Cocaine Bear (2023)

Voy a mantenerme firme con la creencia de que las comedias de terror representan a un género completamente vapuleado. Porque, al parecer, ya no vale ni el esfuerzo. Las comedias de terror deberían tener, al menos así lo demuestran los grandes exponentes, toques de comicidad atados a situaciones donde uno no se esperaría que existiera humor alguno. Con el gore, pasa lo mismo. Hoy en día vemos gore en cualquier producción, así sea una película mainstream. El problema es que el gore no es el plato principal, sino un acompañamiento. El gore por sí solo no aporta en este subgénero, sino que debería estar atado a un contexto que lo permita. El gore en Scream VI cierra el ciclo de lo que el director quiere mostrar.
En Cocaine Bear pasa todo lo opuesto a lo que comenté en el párrafo anterior, y parece que todo el marketing que armaron alrededor del hecho real que le da pie a la historia, es lo único concreto que tiene para ofrecer. Uno de los géneros más complicados de hacer, es el género de la comedia. Lo dicen los grandes. Y parece que hay toda una lista inmensa de directores que pasan de largo esta certeza, y piensan que la mezcla de géneros es algo que se puede subestimar. Cocaine Bear no me hizo reír en ningún momento. Porque las situaciones no generan el contexto, los personajes son olvidables, y nada te atrapa como para sentirte cómodo dentro de lo propuesto.
Elizabeth Banks, quien dirige esta película, venía de hacer la nueva versión de Charlie’s Angels, aggiornada a los tiempos que corren y con toda esa corrección política que Hollywood cuece a sus productos. Está claro que con esta película quiso abrir un poco más el panorama como directora, pero el disparo le salió por la culata. Si nos ponemos a analizar el guion, vemos que está en manos de Jimmy Warden, quien llevo a la saga The Babysitter a su muerte luego de escribir la innecesaria secuela. Entiendo que no todos reparan en estos detalles, pero atando cabos es cuando entiendo por qué una película, generalmente, es lo que es.

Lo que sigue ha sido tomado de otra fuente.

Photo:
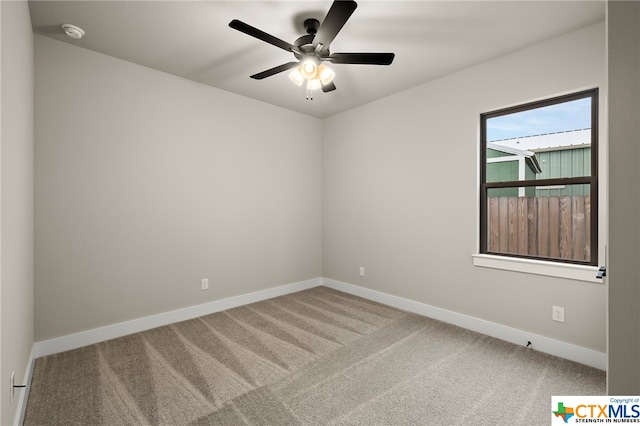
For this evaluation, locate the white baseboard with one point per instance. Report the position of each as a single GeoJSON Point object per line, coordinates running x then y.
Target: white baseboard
{"type": "Point", "coordinates": [564, 350]}
{"type": "Point", "coordinates": [89, 337]}
{"type": "Point", "coordinates": [24, 393]}
{"type": "Point", "coordinates": [544, 344]}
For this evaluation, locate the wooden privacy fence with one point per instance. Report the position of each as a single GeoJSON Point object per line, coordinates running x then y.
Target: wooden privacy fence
{"type": "Point", "coordinates": [556, 226]}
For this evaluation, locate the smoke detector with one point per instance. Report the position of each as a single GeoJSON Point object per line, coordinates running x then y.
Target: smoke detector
{"type": "Point", "coordinates": [73, 31]}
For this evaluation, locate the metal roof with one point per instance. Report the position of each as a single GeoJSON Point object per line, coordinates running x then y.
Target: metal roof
{"type": "Point", "coordinates": [550, 141]}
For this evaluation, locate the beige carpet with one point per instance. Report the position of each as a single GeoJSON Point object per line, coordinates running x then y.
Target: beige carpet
{"type": "Point", "coordinates": [316, 357]}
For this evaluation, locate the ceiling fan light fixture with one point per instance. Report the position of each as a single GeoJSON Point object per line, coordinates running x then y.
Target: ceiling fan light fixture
{"type": "Point", "coordinates": [73, 31]}
{"type": "Point", "coordinates": [309, 68]}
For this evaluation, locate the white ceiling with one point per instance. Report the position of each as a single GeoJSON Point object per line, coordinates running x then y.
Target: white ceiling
{"type": "Point", "coordinates": [192, 39]}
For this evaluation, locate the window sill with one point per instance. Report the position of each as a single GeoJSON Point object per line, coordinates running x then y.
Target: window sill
{"type": "Point", "coordinates": [538, 267]}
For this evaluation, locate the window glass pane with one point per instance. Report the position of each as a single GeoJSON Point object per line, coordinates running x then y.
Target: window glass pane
{"type": "Point", "coordinates": [545, 225]}
{"type": "Point", "coordinates": [540, 143]}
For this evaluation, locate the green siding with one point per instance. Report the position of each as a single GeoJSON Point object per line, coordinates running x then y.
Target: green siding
{"type": "Point", "coordinates": [565, 163]}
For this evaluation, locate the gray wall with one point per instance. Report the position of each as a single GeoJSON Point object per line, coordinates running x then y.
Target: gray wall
{"type": "Point", "coordinates": [624, 198]}
{"type": "Point", "coordinates": [146, 183]}
{"type": "Point", "coordinates": [16, 225]}
{"type": "Point", "coordinates": [400, 192]}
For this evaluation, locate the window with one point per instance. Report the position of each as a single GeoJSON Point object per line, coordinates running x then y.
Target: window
{"type": "Point", "coordinates": [539, 180]}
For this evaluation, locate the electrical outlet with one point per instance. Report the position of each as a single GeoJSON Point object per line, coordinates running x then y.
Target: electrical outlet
{"type": "Point", "coordinates": [12, 382]}
{"type": "Point", "coordinates": [557, 313]}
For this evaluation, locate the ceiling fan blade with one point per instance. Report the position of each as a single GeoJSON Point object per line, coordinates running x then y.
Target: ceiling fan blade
{"type": "Point", "coordinates": [275, 70]}
{"type": "Point", "coordinates": [361, 58]}
{"type": "Point", "coordinates": [328, 87]}
{"type": "Point", "coordinates": [261, 35]}
{"type": "Point", "coordinates": [337, 16]}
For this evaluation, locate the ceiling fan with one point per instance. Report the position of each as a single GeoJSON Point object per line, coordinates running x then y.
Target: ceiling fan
{"type": "Point", "coordinates": [312, 49]}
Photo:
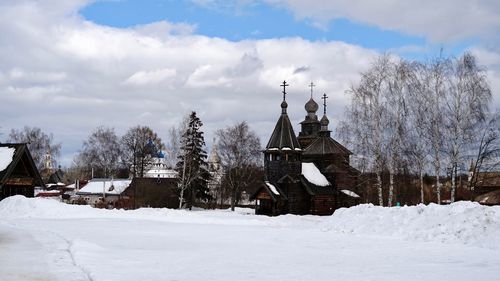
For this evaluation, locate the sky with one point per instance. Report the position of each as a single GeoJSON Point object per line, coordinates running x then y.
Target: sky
{"type": "Point", "coordinates": [70, 66]}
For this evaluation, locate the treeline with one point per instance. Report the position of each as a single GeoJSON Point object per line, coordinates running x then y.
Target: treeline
{"type": "Point", "coordinates": [422, 118]}
{"type": "Point", "coordinates": [106, 154]}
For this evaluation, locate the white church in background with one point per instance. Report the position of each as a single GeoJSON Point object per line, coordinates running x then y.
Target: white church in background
{"type": "Point", "coordinates": [160, 168]}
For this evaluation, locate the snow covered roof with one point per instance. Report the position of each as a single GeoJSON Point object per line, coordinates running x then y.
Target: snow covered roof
{"type": "Point", "coordinates": [272, 188]}
{"type": "Point", "coordinates": [96, 186]}
{"type": "Point", "coordinates": [313, 175]}
{"type": "Point", "coordinates": [350, 193]}
{"type": "Point", "coordinates": [6, 155]}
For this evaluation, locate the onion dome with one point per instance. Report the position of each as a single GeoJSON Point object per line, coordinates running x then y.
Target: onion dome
{"type": "Point", "coordinates": [324, 123]}
{"type": "Point", "coordinates": [284, 106]}
{"type": "Point", "coordinates": [311, 106]}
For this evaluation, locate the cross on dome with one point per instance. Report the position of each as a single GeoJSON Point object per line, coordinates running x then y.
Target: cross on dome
{"type": "Point", "coordinates": [284, 85]}
{"type": "Point", "coordinates": [311, 86]}
{"type": "Point", "coordinates": [324, 102]}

La historia es lo que muestra el trailer: un traficante desecha todos los paquetes de cocaína que lleva en su avioneta sobre el bosque, en pleno vuelo. Un oso que andaba por la zona, aferrándose a su curiosidad, comienza a comerse los paquetes y, en un abrir y cerrar de ojos, se hace adicto a la cocaína. Esto lo lleva a ser, de repente, un sádico animal sediento de sangre y, en otros momentos, un alivio cómico. La mezcla en ningún momento convence ni te da nada de dónde agarrarte. Los efectos están bien, el gore está bien, pero todo sin alma, completamente vacío.
Otra cosa que no tiene alma son los personajes. Imposible generar empatía con ninguno ya que todos están llevados al extremo. No solo por el propio papel que les dieron, sino por sus propias interpretaciones, en la mayoría de los casos, alejadas de lo que los actores suelen hacer. Así es como vemos a Keri Russell (Mission: Impossible III, Dark Skies, Antlers) a quien recordaré eternamente por la serie Felicity; Alden Ehrenreich (Twixt, Beautiful Creatures, Solo: A Star Wars Story); O’Shea Jackson Jr. (Straight Outta Compton, Den of Thieves, Godzilla: King of the Monsters); y el gran Ray Liotta (GoodFellas, Hannibal, Narc) en su última película.
Cocaine Bear termina siendo otro claro ejemplo del mal que genera el llamado “hype”, un recurso muchas veces tramposo, con el que se le genera expectativas al público prometiendo algo que, finalmente, no logra entregar. Cocaine Bear prometía terror, y está lejísimos de ser algo que se pueda catalogar como terror. También prometía comedía, y tampoco hace reír. Me gustaría decir que la película se queda a “medio camino” de todo lo que propone, pero sinceramente, creo que no llega ni a un cuarto del camino que tenía pensado recorrer.